Advanced Java security
Even experienced Java programmers are not mastering by all means the various security services offered by Java, and are likewise not aware of the different vulnerabilities that are relevant for Web applications written in Java.
The course – besides introducing security components of Standard Java Edition – deals with security issues of Java Enterprise Edition (JEE) and Web services. Discussion of specific services is preceded with the foundations of cryptography and secure communication. Various exercises deal with declarative and programmatic security techniques in JEE, while both transport-layer and end-to-end security of Web services is discussed. The use of all components is presented through several practical exercises, where participants can try out the discussed APIs and tools for themselves.
The course introduces security components of Standard Java Edition, which is preceded with the foundations of cryptography, providing a common baseline for understanding the purpose and the operation of the applicable components. The use of all components is presented through practical exercises, where participants can try out the discussed APIs and tools for themselves.
The course also goes through and explains the most frequent and severe programming flaws of the Java language and platform and Web-related vulnerabilities. Besides the typical bugs committed by Java programmers, the introduced security vulnerabilities cover both language-specific issues and problems stemming from the runtime environment. All vulnerabilities and the relevant attacks are demonstrated through easy-to-understand exercises, followed by the recommended coding guidelines and the possible mitigation techniques.
Java and JEE developers, software architects and testers
Preparedness: Advanced Java
- Java security technologies and services:
Java language security solutions, Java Virtual Machine (JVM) and Java Runtime Environment (JRE); ByteCode Verifier and Classloader; Security Manager and Access Controller, managing permissions with the PolicyTool; Java Cryptography Architecture (JCA) and Java Cryptographic Extension (JCE), Java Secure Socket Extension (JSSE), Java Authentication and Authorization Service (JAAS), Java Keystore (JKS) and the KeyTool
- Java Enterprise Edition (JEE) topics:
security solutions; declarative and programmatic security; annotations and deployment descriptors; Web/Presentation Tier, Enterprise Java Beans (EJB)/Business Tier, Enterprise Information System (EIS)/Integration Tier; Java Message Service (JMS), Java Database Connectivity (JDBC)
- Web services:
SOAP and REST; Transport-layer security, application- and container-managed authentication, authorization; End-to-end security; Web Services Security (WSS), username/password authentication, signing (XML Signature) and encryption (XML Encryption)

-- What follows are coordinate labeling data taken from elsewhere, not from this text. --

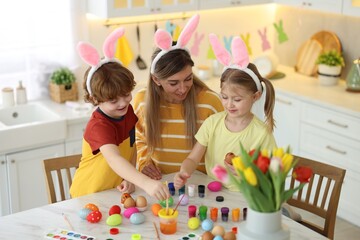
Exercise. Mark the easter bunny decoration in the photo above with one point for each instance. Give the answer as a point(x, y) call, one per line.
point(239, 59)
point(163, 40)
point(90, 55)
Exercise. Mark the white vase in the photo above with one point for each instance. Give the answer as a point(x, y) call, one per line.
point(260, 225)
point(328, 75)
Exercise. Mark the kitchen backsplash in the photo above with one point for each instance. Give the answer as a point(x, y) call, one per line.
point(254, 24)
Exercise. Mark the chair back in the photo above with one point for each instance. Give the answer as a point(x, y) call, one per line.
point(321, 196)
point(59, 173)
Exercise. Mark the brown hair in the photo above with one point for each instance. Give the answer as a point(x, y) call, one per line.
point(239, 77)
point(108, 82)
point(168, 65)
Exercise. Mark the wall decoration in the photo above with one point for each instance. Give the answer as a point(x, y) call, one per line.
point(282, 37)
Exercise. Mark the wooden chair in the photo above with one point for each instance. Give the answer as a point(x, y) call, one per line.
point(59, 174)
point(321, 196)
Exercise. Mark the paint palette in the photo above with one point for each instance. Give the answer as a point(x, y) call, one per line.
point(64, 234)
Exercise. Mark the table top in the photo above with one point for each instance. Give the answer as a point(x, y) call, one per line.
point(36, 223)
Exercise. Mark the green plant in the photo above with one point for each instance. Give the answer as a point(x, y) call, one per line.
point(62, 76)
point(331, 58)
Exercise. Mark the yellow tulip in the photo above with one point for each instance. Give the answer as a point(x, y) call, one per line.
point(250, 176)
point(287, 160)
point(278, 152)
point(238, 164)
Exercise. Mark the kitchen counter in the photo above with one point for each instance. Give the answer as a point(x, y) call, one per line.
point(309, 89)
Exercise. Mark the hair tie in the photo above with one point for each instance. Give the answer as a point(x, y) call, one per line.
point(239, 59)
point(163, 40)
point(90, 55)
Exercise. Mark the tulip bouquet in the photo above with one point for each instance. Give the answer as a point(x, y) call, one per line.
point(260, 175)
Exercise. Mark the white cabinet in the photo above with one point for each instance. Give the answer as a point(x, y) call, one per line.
point(25, 178)
point(123, 8)
point(211, 4)
point(73, 142)
point(334, 138)
point(351, 7)
point(287, 119)
point(333, 6)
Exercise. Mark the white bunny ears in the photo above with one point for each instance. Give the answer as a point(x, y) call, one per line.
point(239, 59)
point(163, 40)
point(89, 54)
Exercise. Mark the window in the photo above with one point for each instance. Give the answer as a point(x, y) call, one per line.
point(36, 37)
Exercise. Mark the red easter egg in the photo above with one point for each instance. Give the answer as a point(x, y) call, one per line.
point(94, 216)
point(114, 210)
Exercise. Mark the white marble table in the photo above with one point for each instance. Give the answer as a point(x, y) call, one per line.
point(35, 223)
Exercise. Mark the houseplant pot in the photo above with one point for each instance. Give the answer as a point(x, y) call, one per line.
point(329, 67)
point(63, 86)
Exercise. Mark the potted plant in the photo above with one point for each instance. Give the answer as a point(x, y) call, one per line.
point(330, 64)
point(63, 85)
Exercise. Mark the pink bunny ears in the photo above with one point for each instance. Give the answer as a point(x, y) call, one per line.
point(163, 40)
point(239, 59)
point(89, 54)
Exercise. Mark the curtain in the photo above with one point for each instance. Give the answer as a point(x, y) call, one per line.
point(37, 37)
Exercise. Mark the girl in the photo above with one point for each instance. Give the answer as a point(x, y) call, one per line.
point(241, 86)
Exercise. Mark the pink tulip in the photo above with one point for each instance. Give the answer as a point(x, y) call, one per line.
point(221, 173)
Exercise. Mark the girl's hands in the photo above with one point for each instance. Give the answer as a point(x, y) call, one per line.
point(180, 179)
point(126, 186)
point(152, 171)
point(156, 189)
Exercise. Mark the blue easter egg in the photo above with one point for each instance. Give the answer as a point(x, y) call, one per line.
point(207, 224)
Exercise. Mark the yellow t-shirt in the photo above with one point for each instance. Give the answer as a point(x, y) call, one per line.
point(174, 142)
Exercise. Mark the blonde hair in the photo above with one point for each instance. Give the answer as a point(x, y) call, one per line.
point(168, 65)
point(108, 82)
point(236, 76)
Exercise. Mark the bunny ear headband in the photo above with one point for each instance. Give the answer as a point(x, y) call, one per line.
point(163, 40)
point(239, 60)
point(89, 54)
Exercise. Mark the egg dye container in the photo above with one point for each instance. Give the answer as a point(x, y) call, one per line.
point(171, 188)
point(225, 214)
point(201, 191)
point(192, 211)
point(203, 212)
point(168, 222)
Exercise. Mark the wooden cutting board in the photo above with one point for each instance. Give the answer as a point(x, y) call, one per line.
point(307, 56)
point(328, 40)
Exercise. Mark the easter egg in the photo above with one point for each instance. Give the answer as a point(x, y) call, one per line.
point(207, 224)
point(94, 216)
point(215, 186)
point(114, 220)
point(184, 199)
point(229, 236)
point(137, 218)
point(129, 202)
point(171, 202)
point(207, 236)
point(128, 212)
point(92, 207)
point(193, 223)
point(84, 212)
point(155, 208)
point(218, 230)
point(114, 210)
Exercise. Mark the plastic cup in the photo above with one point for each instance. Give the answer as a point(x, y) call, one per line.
point(168, 222)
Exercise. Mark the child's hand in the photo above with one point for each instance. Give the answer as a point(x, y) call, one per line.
point(180, 179)
point(152, 171)
point(126, 186)
point(157, 190)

- Java specific vulnerabilities:
integer overflows in Java (e.g. in java.util.zip.CRC32); Calendar/ZoneInfo deserialization bug (CVE 2008-5353); unsafe reflection; Web-related vulnerabilities like SQL Injection, Command Injection, Cross-Site Scripting (XSS), Cross-Site Request Forgery (CSRF), HTTP Injection, Insecure Direct Object Reference; unsafe Java Native Interface (JNI); improper error and exception handling; insecure randomness of java.util.Random; object hijacking; serialization of sensitive information; dangers of mobile code; Denial-of-Service (DoS) in Java (the “2.2250738585072012e-308 bug”), problem with inner classes, and many more...
setting and using permissions; authentication and authorization through JAAS; using JCA/JCE providers for digital signing and encryption; permission for signed code; using JSSE – switching from HTTP to HTTPS; working with file and JDBC realms, setting the deployment descriptors accordingly; authentication, specifying roles and method permissions by annotation and deployment descriptors; using wsimport to generate client artifacts – plain and SSL communication with the container; application and container managed authentication; WS Security with username and password; XMLS Signature; XML Encryption; exploiting SQL injection step-by-step; crafting Cross-Site Scripting attacks; uploading and running executable code; crashing through JNI; proof-of-concept exploit of Calendar/ZoneInfo deserialization bug; using reflection to break accessibility modifiers; object hijacking; preventing serialization; exploiting mobile code vulnerabilities; crashing Java with magic double values; exploiting inner classes.